Решено снести Храм Христа Спасителя и на его месте воздвигнуть главное здание СССР, Дворец Советов.
Идею строительства на Первом Всесоюзном съезде Советов в 1922 году озвучил Сергей Киров, тогда еще первый секретарь ЦК компартии Азербайджана. Учитывая, что на том же съезде объявили о создании Союза Советских Социалистических Республик, предложение Кирова было более чем логично. Но только почти десять лет спустя сказка стала воплощаться в жизнь. 18 июня 1931 года в газете «Известия» был объявлен открытый конкурс на проектирование монументального символа Советского Союза.
…Поделиться своими архитектурными фантазиями поспешили не только профессионалы, но и рабочие-изобретатели и даже школьники. Все это власти показалось детским лепетом и был объявлен второй, уже международный конкурс. Пригласили поучаствовать гуру архитектуры, и в том числе легендарного Ле Корбюзье. Француза уговаривать и не надо было, — он уже строил в СССР, его покоряла энергия молодой страны, ее тяга к величию и сумасшедшие утопические эксперименты строителей коммунизма, вроде гигантских «лабораторий сна», в которых по идее конструктивиста Константина Мельникова сотни рабочих могли бы одновременно погружаться в «кокон» успокаивающих звуков и запахов. Тем обиднее Корбюзье было принять отказ от его проекта Дворца Советов, — обнаженного конструктивистского скелета здания, подвешенного главного зала на параболической арке (символизирующего путь солнца), — все это жюри показалось слишком индустриальным. Сталин же просил включить в конкурсные проекты «лучшее из прошлого, с современными технологиями», а тут такое! В итоге победил неоклассический проект мастерской Бориса Иофана. И как всегда парадокс: символ победы СССР должен был возвести архитектор, женатый на иностранке да еще княгине, чья родная сестра и вовсе вышла замуж за одного из Романовых. Знал ли об этом Сталин? Или ему важнее была идейность Иофана, для которого настольной книгой был знаменитый «Город Солнца» утописта Кампанеллы?

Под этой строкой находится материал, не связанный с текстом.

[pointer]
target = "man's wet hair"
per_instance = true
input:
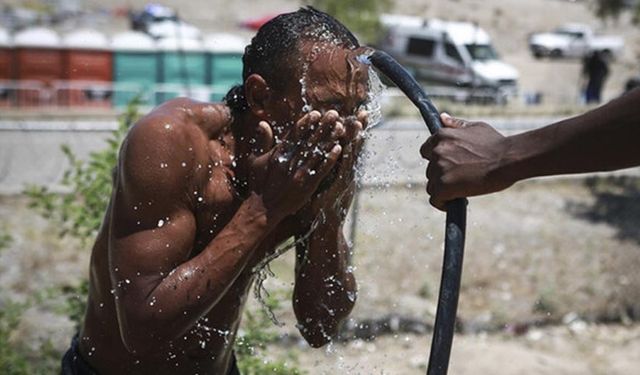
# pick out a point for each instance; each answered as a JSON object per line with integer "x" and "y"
{"x": 272, "y": 48}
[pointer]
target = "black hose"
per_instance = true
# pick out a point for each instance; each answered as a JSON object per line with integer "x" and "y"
{"x": 455, "y": 224}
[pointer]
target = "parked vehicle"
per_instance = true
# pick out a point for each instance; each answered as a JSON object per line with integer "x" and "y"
{"x": 160, "y": 22}
{"x": 573, "y": 41}
{"x": 456, "y": 54}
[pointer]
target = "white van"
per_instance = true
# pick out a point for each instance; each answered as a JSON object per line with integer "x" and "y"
{"x": 448, "y": 53}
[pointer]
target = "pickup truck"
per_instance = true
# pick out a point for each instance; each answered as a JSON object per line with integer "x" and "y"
{"x": 573, "y": 41}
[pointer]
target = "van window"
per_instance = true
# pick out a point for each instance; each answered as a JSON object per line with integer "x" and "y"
{"x": 481, "y": 52}
{"x": 421, "y": 47}
{"x": 452, "y": 52}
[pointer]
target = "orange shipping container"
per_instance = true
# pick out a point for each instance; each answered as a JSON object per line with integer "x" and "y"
{"x": 88, "y": 70}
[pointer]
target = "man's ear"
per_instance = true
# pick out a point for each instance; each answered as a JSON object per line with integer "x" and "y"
{"x": 257, "y": 93}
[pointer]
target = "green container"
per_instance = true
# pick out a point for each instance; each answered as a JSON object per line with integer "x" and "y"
{"x": 135, "y": 68}
{"x": 183, "y": 70}
{"x": 224, "y": 64}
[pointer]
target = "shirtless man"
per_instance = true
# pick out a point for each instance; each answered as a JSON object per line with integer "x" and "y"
{"x": 203, "y": 192}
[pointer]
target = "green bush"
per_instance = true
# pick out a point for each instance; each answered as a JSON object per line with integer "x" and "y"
{"x": 79, "y": 214}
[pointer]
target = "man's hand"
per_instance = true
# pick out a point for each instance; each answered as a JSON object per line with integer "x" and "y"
{"x": 334, "y": 201}
{"x": 288, "y": 174}
{"x": 464, "y": 158}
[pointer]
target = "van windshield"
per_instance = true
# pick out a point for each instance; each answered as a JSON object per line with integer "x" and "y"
{"x": 482, "y": 52}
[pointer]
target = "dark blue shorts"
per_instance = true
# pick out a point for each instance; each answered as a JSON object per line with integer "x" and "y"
{"x": 74, "y": 364}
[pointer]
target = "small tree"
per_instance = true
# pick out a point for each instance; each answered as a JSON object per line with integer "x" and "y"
{"x": 360, "y": 16}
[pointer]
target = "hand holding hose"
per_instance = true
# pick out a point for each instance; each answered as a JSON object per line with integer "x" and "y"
{"x": 464, "y": 160}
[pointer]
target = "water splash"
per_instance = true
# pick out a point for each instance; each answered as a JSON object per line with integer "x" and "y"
{"x": 263, "y": 271}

… Главным зданием страны должен был стать 415-метровый зиккурат, увенчанный стометровой фигурой рабочего с факелом в руке — аллегорией освобожденного труда в советской стране, которого в окончательной версии проекта по воле Сталина заменил Ленин. Восточный масштаб поражал воображение: главный зал здания — грандиозный амфитеатр на 21 тысячу зрителей, ликующие толпы должны были заполнять трибуны, окружающие гигантскую площадь у дворца, чтобы впечатляться парадами и массовыми действами. И вождь пролетариата, теряющийся в облаках! Это сооружение не имело исторического прецедента. Сталин не мог обещать народу благоденствия, но он обещал ему величие, материализованное в камне, стекле и бетоне.
… Все закончилось 22 июня 1941 года. Металлоконструкции, уже возведенные до 11 этажа, пошли на противотанковые ежи, на строительство путепровода на Волоколамском шоссе и пролетных строений Керченского моста, который всего через несколько месяцев был разрушен ледовой катастрофой. После войны к «имперскому» проекту решили не возвращаться, хотя поначалу и возникали идеи использовать мрамор, изъятый с руин Рейхсканцелярии в Берлине, символически, как древние предки, забирая силу поверженного врага… От символа победы коммунизма остался лишь гигантский котлован. Андрей Платонов, в 1930 году написавший про рытье котлована под строительство будущего «общепролетарского дома», как в воду глядел.
…Спустя годы Борису Иофану довелось наблюдать из окна своей квартиры в «Доме на набережной»*, как окончательно разрушается то, что должно было стать символом победы социализма, СССР и символом его личной победы, как архитектора. Даже трудно себе представить, с каким чувством он смотрел на купающихся в самом большом бассейне в СССР: дважды освященное место – христианской, а потом и коммунистической верой, – превратилось в банальность, а то и того хуже.
Он мог только грустно улыбаться, слыша популярную в столице остроту: «Сперва был храм, потом – хлам, а теперь – срам». Но может быть, в бассейне он видел символ очищения? До возрождения храма Борис Иофан не дожил…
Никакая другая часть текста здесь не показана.